CDK-Dependent and CDK-Independent Transcriptional Programs. (A) Clusters 1 through 4 represent major patterns of transcript accumulation during one cell cycle. Rows = genes; columns = samples. Samples are arranged from early to late for each genotype (wild type: 0, 1, 2, 5, 7, 10, 12, 14, 15, 16, and 18 h; cdka-1: 0, 2, 5, 7, 10, 12, 14, 16, and 18 h; cdkb-1: 2, 7, 10, 12, 14, and 16 h). The genes were clustered hierarchically within each cluster for improved visualization. (B) Average relative transcript abundance for each cluster plotted on a linear scale. Pie charts indicate distribution of functional classes within each cluster. (C) Projection of the genes in the four clusters onto the eigengene 1/2 subspace.

Figure 5.

Cell Cycle Analysis of Plate-Grown Wild-Type and Mutant Cells. Wild-type, cdka-1, cdkb-1, and bsl1-1 mutant cells were grown in parallel on agar plates and shifted to restrictive temperature (33°C) at time zero. (A) DNA content as determined by FACS. Wild-type cells go through S/M phase at 10 to 11 h, as determined by accumulation of cells with 2, 4, 8, and 16C DNA content. Newborn cells emerge at 13 h with 1C DNA. cdka-1 fails to replicate during the course of the experiment. cdkb-1 initiate DNA replication ∼1 h after the wild type and arrest with once-replicated 2C DNA. The bsl1-1 mutant initiates DNA replication with normal timing and arrests with 2C DNA. (B) Representative micrographs of cells at the 11-h time point.

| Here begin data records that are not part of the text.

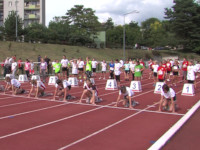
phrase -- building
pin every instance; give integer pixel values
(30, 11)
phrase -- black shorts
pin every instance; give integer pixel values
(155, 74)
(80, 69)
(117, 78)
(93, 69)
(64, 69)
(127, 71)
(174, 98)
(161, 80)
(57, 72)
(175, 73)
(191, 81)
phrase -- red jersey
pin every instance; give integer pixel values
(19, 63)
(161, 72)
(164, 65)
(184, 65)
(142, 64)
(151, 64)
(168, 64)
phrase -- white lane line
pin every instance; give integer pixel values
(50, 123)
(6, 98)
(28, 112)
(13, 104)
(165, 137)
(102, 130)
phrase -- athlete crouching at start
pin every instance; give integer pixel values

White arrowheads, cleavage furrow; white arrow, newborn wild-type cell. Bar = 25 μm. (C) Quantification of cleavage furrow development. (D) Cks1-associated kinase activity. The sample for cdka-1 at 3 h was lost. (E) Transcript abundance (relative to mean for each gene) is shown on a log₂ scale for clusters 1 through 4 (left panel). Average transcript abundance for each cluster and genotype is shown on a linear scale (right panel).

Figure 6.

Transcript Accumulation in div and gex Mutants. (A) Transcript accumulation in the wild type and ckdb-1 (same time points as in Figure 4), the gex mutants (gex1-3 and gex26-1), and div mutants (div13-1, div20-1, div17-1, div24-1, div44-1, div39-1, div42-1, and div43-1). Genes (rows) in each cluster same as in Figure 4. (B) Average transcript abundance for each strain and time point.

Figure 7.

Loss of BSL1 Is Associated with a Strong Transcriptional Response. Transcript accumulation in wild-type, cdka-1, cdkb-1, and bsl1-1 cells at the indicated times following a shift to restrictive temperature. The cell cycle arrest in bsl1-1 at 11 to 13 h (see Figure 5) is associated with strong induction of 115 genes.

Figure 8.

Transcript Accumulation from Core Cell Cycle Genes. (A) Hierarchical clustering (Euclidean distance) of transcript abundance patterns of CDKA, CDKB, and six cyclins. (B) Individual traces of relative transcript abundances for each gene in wild-type, cdka-1, and cdkb-1 cells.